On the same day, as it turns out, that lower league clubs had convened a meeting to beg for their share of government funds.

You could not make that up.

Lawwell worked with Lennon before, and he would have had to study his weaknesses at Bolton and Hibs.

Apparently he never realised those problems could emerge at Celtic.

Lawwell watched one club from Ibrox spend money it didn’t have, and thus win titles it otherwise would never have challenged for; it didn’t dawn on him that the same mind set was apparent at Ibrox again and might have the same result?

This blog and others have been screaming about that risk for the last five or so years in our articles about the need for Financial Fair Play.

They say that hindsight is a wonderful thing; that is an ironical statement, not a straight up one.

Because hindsight is useless.

It changes nothing.

What you want is someone who can recognise the dynamics of a given situation and act on them.

Top CEO’s would never have allowed us to flail around like this, embroiling ourselves in one crisis after another, one PR reversal after another, one disastrous turn of events after another.

Lawwell doesn’t even seem to realise that Lennon has shot it and needs to be replaced.

This guy has run out his string.

Phil’s piece this morning was excellent because it found the perfect analogy to explore the crucial skillset which the last few months have shown Lawwell doesn’t possess and it’s a skillset which no major CEO should be without.

Lawwell’s reputation has always been far greater than his capabilities.

Those who doubt it should watch Margin Call and note the difference.

Celtic is in the kind of crisis that football clubs cope with every single day.
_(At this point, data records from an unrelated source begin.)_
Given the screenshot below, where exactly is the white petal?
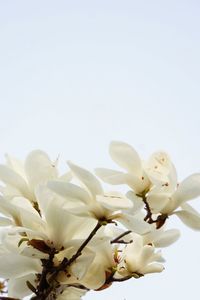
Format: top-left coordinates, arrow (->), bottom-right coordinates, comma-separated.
81,262 -> 106,290
145,151 -> 176,186
58,171 -> 72,182
95,168 -> 127,185
140,245 -> 154,265
118,213 -> 151,234
44,198 -> 93,249
0,216 -> 13,226
47,181 -> 91,204
57,287 -> 86,300
71,248 -> 95,280
96,192 -> 133,211
68,161 -> 103,197
173,174 -> 200,206
126,191 -> 144,213
5,154 -> 26,180
0,165 -> 30,197
174,210 -> 200,230
181,202 -> 200,214
0,254 -> 41,278
25,150 -> 58,188
109,141 -> 142,174
153,229 -> 180,247
141,263 -> 164,274
8,274 -> 36,298
147,193 -> 170,214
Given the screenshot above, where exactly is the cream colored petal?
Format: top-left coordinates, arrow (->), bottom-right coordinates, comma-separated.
126,191 -> 144,213
71,248 -> 95,280
0,254 -> 41,278
147,193 -> 170,214
25,150 -> 58,188
141,262 -> 164,274
96,192 -> 133,211
145,151 -> 176,186
173,174 -> 200,206
174,209 -> 200,230
80,262 -> 106,290
152,229 -> 180,248
0,216 -> 13,226
139,245 -> 154,266
5,154 -> 26,180
109,141 -> 142,174
0,165 -> 30,197
118,213 -> 151,234
181,202 -> 200,214
68,161 -> 103,197
47,181 -> 91,204
58,171 -> 72,182
57,287 -> 87,300
8,274 -> 36,298
95,168 -> 127,185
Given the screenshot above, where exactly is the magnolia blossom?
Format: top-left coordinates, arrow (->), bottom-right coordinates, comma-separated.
147,173 -> 200,230
117,234 -> 164,277
48,161 -> 151,234
95,141 -> 174,194
0,150 -> 71,203
0,143 -> 198,300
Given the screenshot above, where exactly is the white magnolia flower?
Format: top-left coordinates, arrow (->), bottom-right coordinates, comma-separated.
0,150 -> 71,203
117,234 -> 164,277
78,240 -> 118,290
0,185 -> 96,252
0,233 -> 41,297
48,162 -> 151,234
147,173 -> 200,230
95,141 -> 174,194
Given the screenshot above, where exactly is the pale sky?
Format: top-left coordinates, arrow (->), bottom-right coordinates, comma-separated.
0,1 -> 200,299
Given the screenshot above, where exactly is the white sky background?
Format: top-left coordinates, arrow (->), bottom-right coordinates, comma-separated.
0,0 -> 200,299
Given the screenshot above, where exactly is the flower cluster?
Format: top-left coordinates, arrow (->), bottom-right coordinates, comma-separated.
0,142 -> 200,300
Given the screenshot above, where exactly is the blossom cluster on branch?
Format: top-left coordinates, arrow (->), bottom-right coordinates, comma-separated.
0,141 -> 200,300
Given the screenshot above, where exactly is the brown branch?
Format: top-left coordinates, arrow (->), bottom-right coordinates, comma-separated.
141,195 -> 168,228
111,230 -> 132,244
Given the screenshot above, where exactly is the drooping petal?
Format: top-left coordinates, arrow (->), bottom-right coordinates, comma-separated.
80,258 -> 107,290
71,248 -> 95,280
8,274 -> 36,298
96,192 -> 133,211
173,174 -> 200,206
0,216 -> 13,226
0,253 -> 41,278
57,287 -> 87,300
47,181 -> 91,204
139,245 -> 154,266
118,213 -> 151,234
174,210 -> 200,230
68,161 -> 103,198
152,229 -> 180,248
147,193 -> 170,214
58,171 -> 72,182
25,150 -> 58,188
5,154 -> 26,180
109,141 -> 142,174
181,202 -> 200,214
141,262 -> 164,274
0,165 -> 30,197
95,168 -> 127,185
126,191 -> 144,213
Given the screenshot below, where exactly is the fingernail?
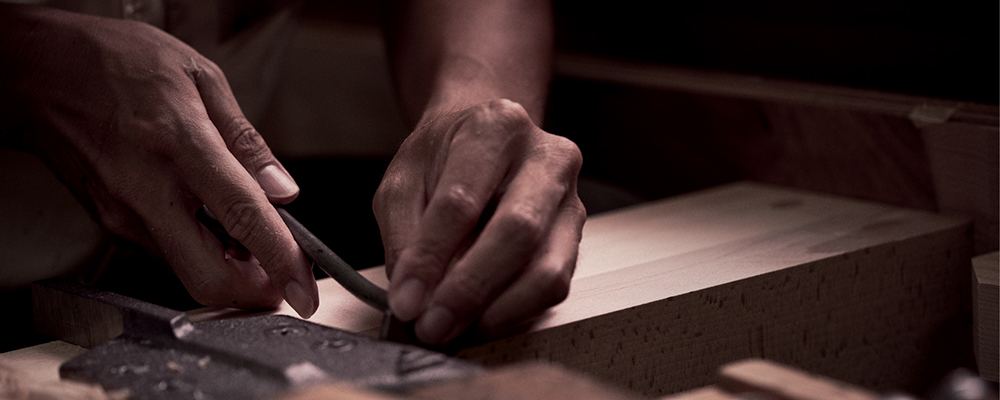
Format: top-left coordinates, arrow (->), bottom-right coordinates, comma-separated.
416,306 -> 456,345
257,165 -> 298,200
390,279 -> 426,321
284,280 -> 316,318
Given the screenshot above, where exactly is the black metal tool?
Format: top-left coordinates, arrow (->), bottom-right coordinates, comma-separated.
198,205 -> 412,340
274,207 -> 422,344
275,207 -> 388,313
40,279 -> 481,400
195,205 -> 387,313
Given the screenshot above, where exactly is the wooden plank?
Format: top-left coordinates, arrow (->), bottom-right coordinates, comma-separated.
717,359 -> 879,400
408,362 -> 643,400
219,182 -> 971,397
455,182 -> 971,397
0,341 -> 87,384
972,251 -> 999,382
273,362 -> 644,400
0,341 -> 122,400
655,387 -> 739,400
32,281 -> 124,349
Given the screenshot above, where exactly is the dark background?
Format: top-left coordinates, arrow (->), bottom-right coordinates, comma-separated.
307,0 -> 998,103
291,0 -> 998,268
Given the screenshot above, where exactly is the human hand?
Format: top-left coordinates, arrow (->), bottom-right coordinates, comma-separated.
0,6 -> 318,316
374,99 -> 586,344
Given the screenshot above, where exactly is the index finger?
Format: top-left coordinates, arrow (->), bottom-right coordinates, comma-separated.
185,60 -> 317,318
179,127 -> 317,318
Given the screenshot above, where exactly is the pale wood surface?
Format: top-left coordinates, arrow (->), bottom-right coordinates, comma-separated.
274,362 -> 644,400
410,362 -> 642,400
718,359 -> 879,400
972,251 -> 999,382
17,182 -> 973,398
456,182 -> 971,397
655,387 -> 739,400
213,181 -> 972,397
0,341 -> 87,384
0,341 -> 122,400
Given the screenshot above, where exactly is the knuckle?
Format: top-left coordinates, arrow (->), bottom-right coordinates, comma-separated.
413,245 -> 453,272
536,135 -> 583,177
224,208 -> 288,276
371,190 -> 387,222
373,172 -> 405,217
225,117 -> 270,166
127,115 -> 184,158
186,279 -> 225,306
217,197 -> 266,248
445,271 -> 493,313
568,197 -> 587,225
184,55 -> 225,82
463,99 -> 533,136
98,208 -> 142,240
437,184 -> 482,222
554,135 -> 584,171
495,204 -> 545,244
398,246 -> 452,282
382,243 -> 404,271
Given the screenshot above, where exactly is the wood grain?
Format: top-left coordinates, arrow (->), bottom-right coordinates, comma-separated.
226,182 -> 971,397
32,281 -> 124,349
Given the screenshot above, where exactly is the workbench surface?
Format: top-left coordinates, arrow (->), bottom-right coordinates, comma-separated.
5,182 -> 975,398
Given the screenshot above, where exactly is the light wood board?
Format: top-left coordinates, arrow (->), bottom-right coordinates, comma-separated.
207,182 -> 971,397
660,358 -> 882,400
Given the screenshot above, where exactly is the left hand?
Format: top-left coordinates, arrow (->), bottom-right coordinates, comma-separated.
373,99 -> 585,344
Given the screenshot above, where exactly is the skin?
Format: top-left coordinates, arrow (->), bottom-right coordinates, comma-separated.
1,0 -> 586,345
0,5 -> 319,317
380,0 -> 586,344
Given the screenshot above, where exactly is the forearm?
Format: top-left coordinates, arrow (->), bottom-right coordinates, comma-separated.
384,0 -> 553,126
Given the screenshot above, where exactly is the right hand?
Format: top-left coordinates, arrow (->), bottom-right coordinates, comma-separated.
0,5 -> 319,316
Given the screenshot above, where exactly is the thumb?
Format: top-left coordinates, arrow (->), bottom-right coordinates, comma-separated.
191,60 -> 298,204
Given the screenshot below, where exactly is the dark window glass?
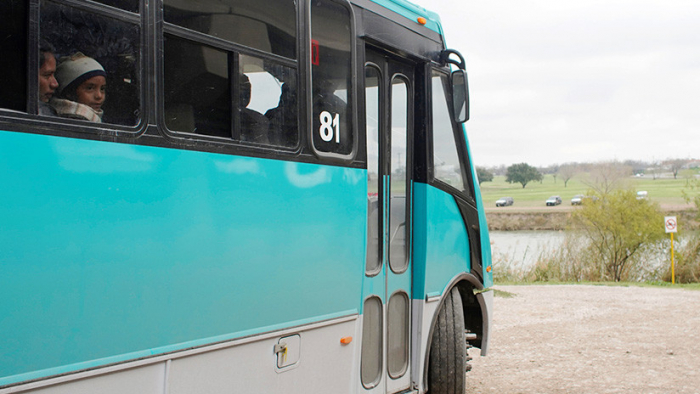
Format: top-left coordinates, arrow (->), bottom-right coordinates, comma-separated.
164,37 -> 299,148
310,0 -> 353,156
163,0 -> 296,59
0,0 -> 27,112
164,35 -> 232,138
40,0 -> 141,125
92,0 -> 139,13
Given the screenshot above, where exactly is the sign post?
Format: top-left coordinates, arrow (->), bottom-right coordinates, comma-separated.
665,216 -> 678,284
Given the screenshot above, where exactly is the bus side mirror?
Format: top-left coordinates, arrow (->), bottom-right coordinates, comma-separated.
451,69 -> 469,123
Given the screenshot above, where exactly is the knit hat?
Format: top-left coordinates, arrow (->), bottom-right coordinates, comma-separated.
55,53 -> 106,95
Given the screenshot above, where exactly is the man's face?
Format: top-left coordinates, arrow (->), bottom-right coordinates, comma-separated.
39,54 -> 59,102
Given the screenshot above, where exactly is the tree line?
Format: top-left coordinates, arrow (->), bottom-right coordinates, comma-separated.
477,158 -> 699,188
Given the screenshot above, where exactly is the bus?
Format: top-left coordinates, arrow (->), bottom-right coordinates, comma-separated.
0,0 -> 493,393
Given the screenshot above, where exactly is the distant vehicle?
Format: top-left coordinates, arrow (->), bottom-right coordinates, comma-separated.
546,196 -> 562,206
571,194 -> 584,205
496,197 -> 514,207
636,191 -> 648,200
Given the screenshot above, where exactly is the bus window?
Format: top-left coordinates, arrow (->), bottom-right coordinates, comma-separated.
163,38 -> 299,147
40,0 -> 141,125
163,0 -> 298,148
365,66 -> 381,274
361,296 -> 383,387
431,71 -> 466,192
92,0 -> 139,13
164,35 -> 231,138
163,0 -> 296,60
0,0 -> 27,112
389,77 -> 409,272
310,0 -> 354,158
387,291 -> 409,378
241,55 -> 298,148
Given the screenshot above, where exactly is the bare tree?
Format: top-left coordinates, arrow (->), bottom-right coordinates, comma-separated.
665,159 -> 688,179
647,162 -> 659,180
582,161 -> 632,196
558,163 -> 579,188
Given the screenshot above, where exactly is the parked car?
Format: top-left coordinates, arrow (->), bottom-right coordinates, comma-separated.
495,197 -> 514,207
546,196 -> 562,206
571,194 -> 584,205
636,191 -> 648,200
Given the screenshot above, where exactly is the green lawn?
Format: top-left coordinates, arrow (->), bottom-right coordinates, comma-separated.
480,174 -> 694,208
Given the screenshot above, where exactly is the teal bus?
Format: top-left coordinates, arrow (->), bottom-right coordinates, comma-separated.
0,0 -> 492,393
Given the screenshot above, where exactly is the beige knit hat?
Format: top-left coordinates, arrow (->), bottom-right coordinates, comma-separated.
55,52 -> 106,94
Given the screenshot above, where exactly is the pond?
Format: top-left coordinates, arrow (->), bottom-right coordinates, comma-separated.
489,230 -> 567,269
488,230 -> 683,281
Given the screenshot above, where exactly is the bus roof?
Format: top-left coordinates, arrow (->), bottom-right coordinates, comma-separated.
360,0 -> 444,34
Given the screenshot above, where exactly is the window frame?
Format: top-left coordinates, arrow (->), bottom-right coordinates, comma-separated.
428,66 -> 476,203
10,0 -> 149,135
157,0 -> 302,152
364,62 -> 384,277
307,0 -> 358,163
387,72 -> 411,275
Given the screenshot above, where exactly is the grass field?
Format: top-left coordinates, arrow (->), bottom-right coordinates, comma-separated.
480,173 -> 696,209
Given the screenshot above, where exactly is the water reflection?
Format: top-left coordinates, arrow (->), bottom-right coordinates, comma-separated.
490,230 -> 566,268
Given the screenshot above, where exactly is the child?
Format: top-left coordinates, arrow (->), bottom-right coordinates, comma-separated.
51,53 -> 106,122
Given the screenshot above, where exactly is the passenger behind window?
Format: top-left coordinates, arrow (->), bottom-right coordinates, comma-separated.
51,53 -> 107,122
239,73 -> 269,144
38,40 -> 59,116
265,82 -> 297,147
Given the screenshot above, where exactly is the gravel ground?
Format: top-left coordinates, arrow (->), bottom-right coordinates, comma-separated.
465,285 -> 700,394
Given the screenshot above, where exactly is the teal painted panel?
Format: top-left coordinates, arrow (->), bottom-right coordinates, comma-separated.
361,271 -> 386,307
0,130 -> 366,385
462,127 -> 494,288
412,183 -> 470,299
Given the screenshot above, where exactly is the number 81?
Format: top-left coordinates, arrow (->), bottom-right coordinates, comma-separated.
319,111 -> 340,143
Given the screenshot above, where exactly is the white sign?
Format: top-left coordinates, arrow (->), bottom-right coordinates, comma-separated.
665,216 -> 678,233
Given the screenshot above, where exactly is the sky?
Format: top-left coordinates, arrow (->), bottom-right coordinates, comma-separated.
420,0 -> 700,168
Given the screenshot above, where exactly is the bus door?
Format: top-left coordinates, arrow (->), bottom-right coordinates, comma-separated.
363,47 -> 415,394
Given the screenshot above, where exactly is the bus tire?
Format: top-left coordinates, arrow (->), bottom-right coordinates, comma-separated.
428,287 -> 466,394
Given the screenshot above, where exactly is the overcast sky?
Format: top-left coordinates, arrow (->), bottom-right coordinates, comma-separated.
422,0 -> 700,168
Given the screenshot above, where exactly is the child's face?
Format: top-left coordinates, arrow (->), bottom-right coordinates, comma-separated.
75,75 -> 107,111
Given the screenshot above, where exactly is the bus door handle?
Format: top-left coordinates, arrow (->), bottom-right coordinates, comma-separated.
274,342 -> 287,355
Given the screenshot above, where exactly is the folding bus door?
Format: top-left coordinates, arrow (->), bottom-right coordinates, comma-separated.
362,47 -> 415,394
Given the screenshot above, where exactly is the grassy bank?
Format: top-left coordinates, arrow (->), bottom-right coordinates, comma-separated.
481,173 -> 698,231
486,211 -> 569,230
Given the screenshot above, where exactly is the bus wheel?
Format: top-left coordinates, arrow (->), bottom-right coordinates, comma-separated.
428,287 -> 467,394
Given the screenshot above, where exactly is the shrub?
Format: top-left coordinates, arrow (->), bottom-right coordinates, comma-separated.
570,189 -> 666,281
664,234 -> 700,283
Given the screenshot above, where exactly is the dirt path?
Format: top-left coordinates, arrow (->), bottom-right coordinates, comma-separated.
465,285 -> 700,394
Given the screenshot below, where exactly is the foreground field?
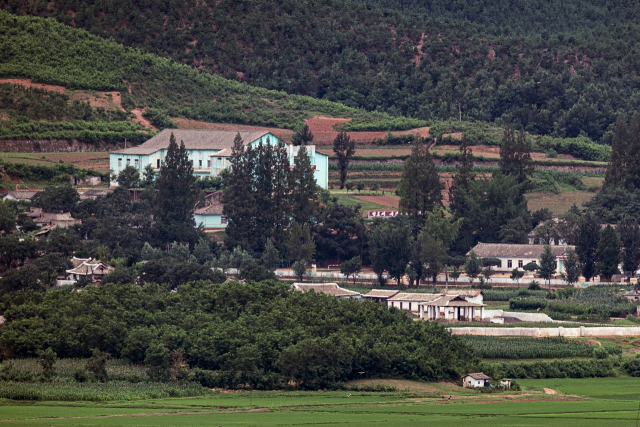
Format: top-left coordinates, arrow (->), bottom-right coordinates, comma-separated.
0,378 -> 638,426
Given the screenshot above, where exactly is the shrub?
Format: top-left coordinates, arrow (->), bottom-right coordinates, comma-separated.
592,347 -> 609,359
38,348 -> 57,381
85,349 -> 109,382
622,359 -> 640,377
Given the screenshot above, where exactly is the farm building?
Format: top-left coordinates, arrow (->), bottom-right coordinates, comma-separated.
439,289 -> 484,305
387,293 -> 442,315
1,190 -> 42,201
362,289 -> 399,303
194,191 -> 227,230
292,283 -> 361,299
110,129 -> 329,189
468,243 -> 575,274
57,257 -> 114,286
463,373 -> 491,388
418,295 -> 486,321
624,289 -> 640,302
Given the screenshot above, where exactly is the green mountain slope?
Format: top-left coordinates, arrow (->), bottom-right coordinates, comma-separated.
0,10 -> 421,143
5,0 -> 640,143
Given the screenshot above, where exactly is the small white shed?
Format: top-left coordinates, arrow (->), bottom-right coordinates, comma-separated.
463,373 -> 491,388
500,379 -> 511,389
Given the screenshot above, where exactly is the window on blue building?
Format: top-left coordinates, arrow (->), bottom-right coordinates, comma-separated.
118,158 -> 122,167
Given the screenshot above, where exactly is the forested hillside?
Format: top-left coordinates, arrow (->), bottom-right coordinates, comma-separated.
5,0 -> 640,142
0,10 -> 417,141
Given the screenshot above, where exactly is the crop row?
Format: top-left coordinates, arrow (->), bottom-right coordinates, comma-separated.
462,336 -> 596,359
0,380 -> 208,401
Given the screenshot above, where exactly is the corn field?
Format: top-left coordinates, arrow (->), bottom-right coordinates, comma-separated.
484,288 -> 549,301
462,336 -> 597,359
0,381 -> 208,401
1,358 -> 148,381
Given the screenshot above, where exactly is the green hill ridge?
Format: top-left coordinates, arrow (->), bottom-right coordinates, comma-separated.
4,0 -> 640,144
0,10 -> 423,143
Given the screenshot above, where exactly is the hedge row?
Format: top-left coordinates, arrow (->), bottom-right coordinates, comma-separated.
493,359 -> 615,379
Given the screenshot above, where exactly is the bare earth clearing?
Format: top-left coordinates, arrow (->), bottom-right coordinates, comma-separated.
0,78 -> 153,130
354,194 -> 400,208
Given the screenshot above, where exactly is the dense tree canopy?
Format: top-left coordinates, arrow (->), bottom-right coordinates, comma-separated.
0,280 -> 479,389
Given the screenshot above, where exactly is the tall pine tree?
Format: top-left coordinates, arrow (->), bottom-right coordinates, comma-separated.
291,124 -> 314,146
289,144 -> 318,226
575,213 -> 601,282
618,217 -> 640,276
595,224 -> 622,281
499,125 -> 533,185
223,133 -> 255,251
397,140 -> 442,221
449,134 -> 475,217
153,132 -> 199,244
333,132 -> 356,189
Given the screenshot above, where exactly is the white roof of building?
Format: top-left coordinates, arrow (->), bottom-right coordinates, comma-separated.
112,129 -> 278,155
292,283 -> 360,297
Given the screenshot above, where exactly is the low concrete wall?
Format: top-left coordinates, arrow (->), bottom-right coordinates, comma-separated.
483,310 -> 555,322
502,312 -> 555,322
450,326 -> 640,337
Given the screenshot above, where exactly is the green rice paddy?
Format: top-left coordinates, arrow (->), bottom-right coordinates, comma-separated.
0,377 -> 638,426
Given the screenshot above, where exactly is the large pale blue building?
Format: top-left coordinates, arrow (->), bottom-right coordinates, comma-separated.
110,129 -> 329,229
110,129 -> 328,188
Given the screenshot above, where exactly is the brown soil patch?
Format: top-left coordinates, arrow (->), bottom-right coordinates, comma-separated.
354,194 -> 400,209
0,78 -> 67,93
67,90 -> 123,111
526,191 -> 594,216
320,148 -> 413,157
544,388 -> 557,394
0,79 -> 124,111
306,116 -> 430,145
131,108 -> 156,130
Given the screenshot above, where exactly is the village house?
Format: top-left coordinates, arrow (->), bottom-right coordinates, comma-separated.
34,212 -> 81,228
194,191 -> 226,230
468,243 -> 575,274
79,189 -> 113,200
419,295 -> 486,321
58,257 -> 114,286
292,283 -> 361,299
1,190 -> 42,202
110,129 -> 329,190
439,289 -> 484,304
463,373 -> 491,388
624,289 -> 640,302
361,289 -> 399,303
386,293 -> 442,315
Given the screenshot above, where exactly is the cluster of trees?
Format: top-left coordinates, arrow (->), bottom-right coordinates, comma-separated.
221,132 -> 362,276
8,1 -> 640,143
0,280 -> 480,389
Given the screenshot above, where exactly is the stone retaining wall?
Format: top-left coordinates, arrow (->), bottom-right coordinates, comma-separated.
450,326 -> 640,337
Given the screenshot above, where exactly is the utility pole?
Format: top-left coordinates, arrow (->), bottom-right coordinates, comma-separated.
458,103 -> 462,121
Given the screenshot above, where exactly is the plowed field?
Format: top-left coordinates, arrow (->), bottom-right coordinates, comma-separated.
354,194 -> 400,208
306,116 -> 430,144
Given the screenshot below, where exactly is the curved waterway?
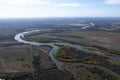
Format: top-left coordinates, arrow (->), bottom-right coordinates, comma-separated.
14,29 -> 87,69
14,29 -> 120,78
14,29 -> 120,69
0,23 -> 119,79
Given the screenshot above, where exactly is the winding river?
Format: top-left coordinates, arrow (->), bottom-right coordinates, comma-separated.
14,27 -> 120,78
15,29 -> 88,68
0,22 -> 119,80
14,29 -> 87,69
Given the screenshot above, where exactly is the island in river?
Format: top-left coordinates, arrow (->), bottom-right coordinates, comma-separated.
0,18 -> 120,80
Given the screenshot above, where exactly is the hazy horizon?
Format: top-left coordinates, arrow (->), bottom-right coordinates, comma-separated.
0,17 -> 120,19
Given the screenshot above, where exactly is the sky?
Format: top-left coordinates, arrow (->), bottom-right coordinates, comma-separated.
0,0 -> 120,18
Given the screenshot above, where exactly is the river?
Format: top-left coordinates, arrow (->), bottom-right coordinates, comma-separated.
1,23 -> 120,80
14,28 -> 120,78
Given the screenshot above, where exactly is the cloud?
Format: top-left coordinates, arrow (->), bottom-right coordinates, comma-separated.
105,0 -> 120,4
3,0 -> 88,7
56,3 -> 88,7
4,0 -> 50,5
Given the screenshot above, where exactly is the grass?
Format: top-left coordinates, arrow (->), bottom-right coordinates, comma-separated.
0,43 -> 53,79
65,66 -> 102,80
54,46 -> 100,65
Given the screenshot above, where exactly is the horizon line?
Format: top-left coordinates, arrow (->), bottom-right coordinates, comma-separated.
0,16 -> 120,19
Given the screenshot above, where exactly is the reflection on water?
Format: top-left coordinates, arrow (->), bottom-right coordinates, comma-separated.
15,29 -> 120,69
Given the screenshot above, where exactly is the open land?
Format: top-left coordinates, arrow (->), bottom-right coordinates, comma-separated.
0,18 -> 120,80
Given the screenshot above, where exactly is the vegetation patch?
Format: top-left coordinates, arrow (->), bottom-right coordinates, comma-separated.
54,46 -> 100,65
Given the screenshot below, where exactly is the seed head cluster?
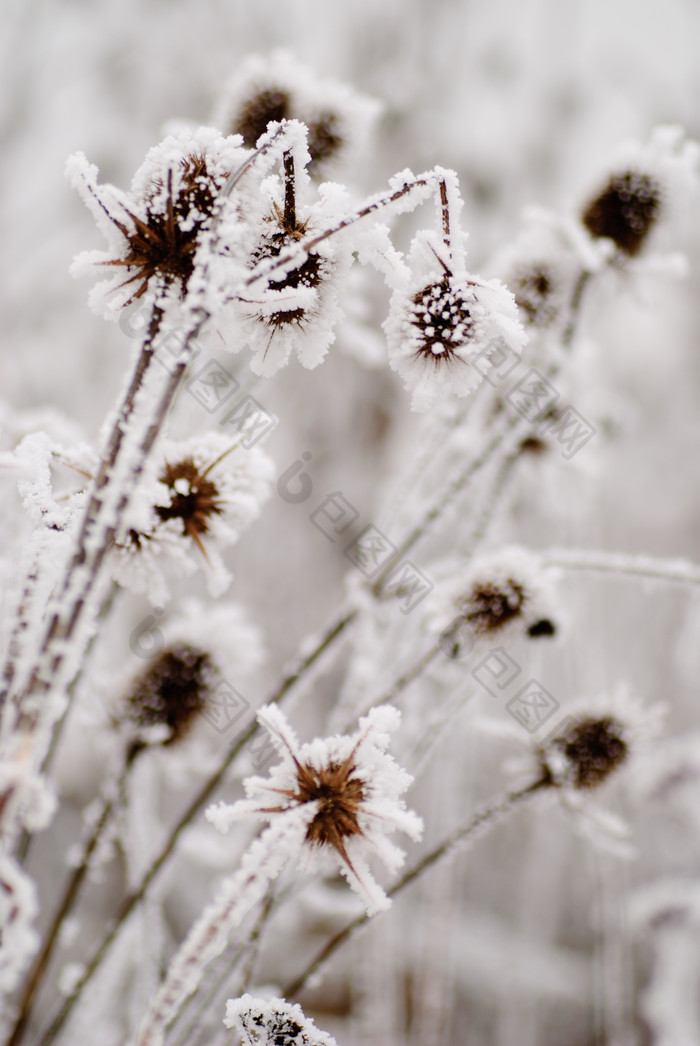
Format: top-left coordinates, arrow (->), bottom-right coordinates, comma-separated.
231,88 -> 344,174
582,170 -> 661,257
512,264 -> 560,327
285,753 -> 365,869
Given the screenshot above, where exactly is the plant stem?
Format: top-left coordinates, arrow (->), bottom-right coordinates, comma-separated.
543,548 -> 700,588
283,776 -> 552,998
6,745 -> 140,1046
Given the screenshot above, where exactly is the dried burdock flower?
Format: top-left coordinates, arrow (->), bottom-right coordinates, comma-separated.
385,187 -> 526,410
428,547 -> 558,651
579,125 -> 699,260
214,51 -> 379,179
67,128 -> 248,316
207,704 -> 422,915
125,644 -> 216,746
225,995 -> 338,1046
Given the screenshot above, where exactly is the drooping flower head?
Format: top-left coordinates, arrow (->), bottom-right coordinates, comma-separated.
231,124 -> 352,375
214,51 -> 379,179
67,128 -> 248,317
580,125 -> 699,259
384,173 -> 526,411
207,704 -> 422,915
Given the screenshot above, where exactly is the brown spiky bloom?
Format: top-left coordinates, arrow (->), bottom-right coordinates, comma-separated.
102,153 -> 225,302
547,715 -> 629,790
409,276 -> 476,365
155,457 -> 224,555
306,111 -> 344,173
582,170 -> 661,257
126,644 -> 215,744
208,705 -> 422,914
459,578 -> 526,636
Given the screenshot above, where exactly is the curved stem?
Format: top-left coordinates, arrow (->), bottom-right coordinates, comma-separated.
283,776 -> 552,998
5,744 -> 139,1046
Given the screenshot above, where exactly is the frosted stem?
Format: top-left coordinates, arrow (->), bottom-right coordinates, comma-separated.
129,811 -> 310,1046
543,548 -> 700,588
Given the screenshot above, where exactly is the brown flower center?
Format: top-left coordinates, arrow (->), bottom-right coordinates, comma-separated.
126,644 -> 214,744
232,88 -> 291,147
156,458 -> 223,550
104,153 -> 224,302
460,578 -> 526,635
554,715 -> 629,789
294,760 -> 365,854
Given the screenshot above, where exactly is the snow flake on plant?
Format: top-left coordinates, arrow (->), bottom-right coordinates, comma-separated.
66,127 -> 248,318
428,547 -> 558,655
384,228 -> 526,411
112,432 -> 273,598
214,51 -> 379,178
225,995 -> 337,1046
580,125 -> 699,259
206,704 -> 422,915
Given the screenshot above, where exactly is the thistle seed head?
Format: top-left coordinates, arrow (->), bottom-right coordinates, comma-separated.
155,457 -> 224,548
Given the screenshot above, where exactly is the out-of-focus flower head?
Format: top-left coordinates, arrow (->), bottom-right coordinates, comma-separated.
579,125 -> 699,260
428,547 -> 559,657
214,51 -> 379,179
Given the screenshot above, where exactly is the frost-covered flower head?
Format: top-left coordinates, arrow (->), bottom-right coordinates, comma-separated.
580,126 -> 699,259
225,995 -> 337,1046
121,599 -> 262,749
384,173 -> 526,411
231,125 -> 352,376
113,432 -> 273,598
214,50 -> 379,178
67,127 -> 248,317
207,704 -> 422,915
538,690 -> 663,793
429,547 -> 558,656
You have a failing manager? Replace him. You are messing up on the PR front? Bring in people who know what they are doing to handle it.

We are like a rabbit caught in the headlights.

Even when he went on camera to answer softball questions the other day he managed to make matters worse and ensure another day of disastrous headlines. I wouldn’t even have thought that was possible.

At Celtic, this season has unravelled in spectacular fashion. Before the club can send out season ticket renewal forms, the music is going to have to stop. When it does, Lawwell will almost certainly find himself without a chair.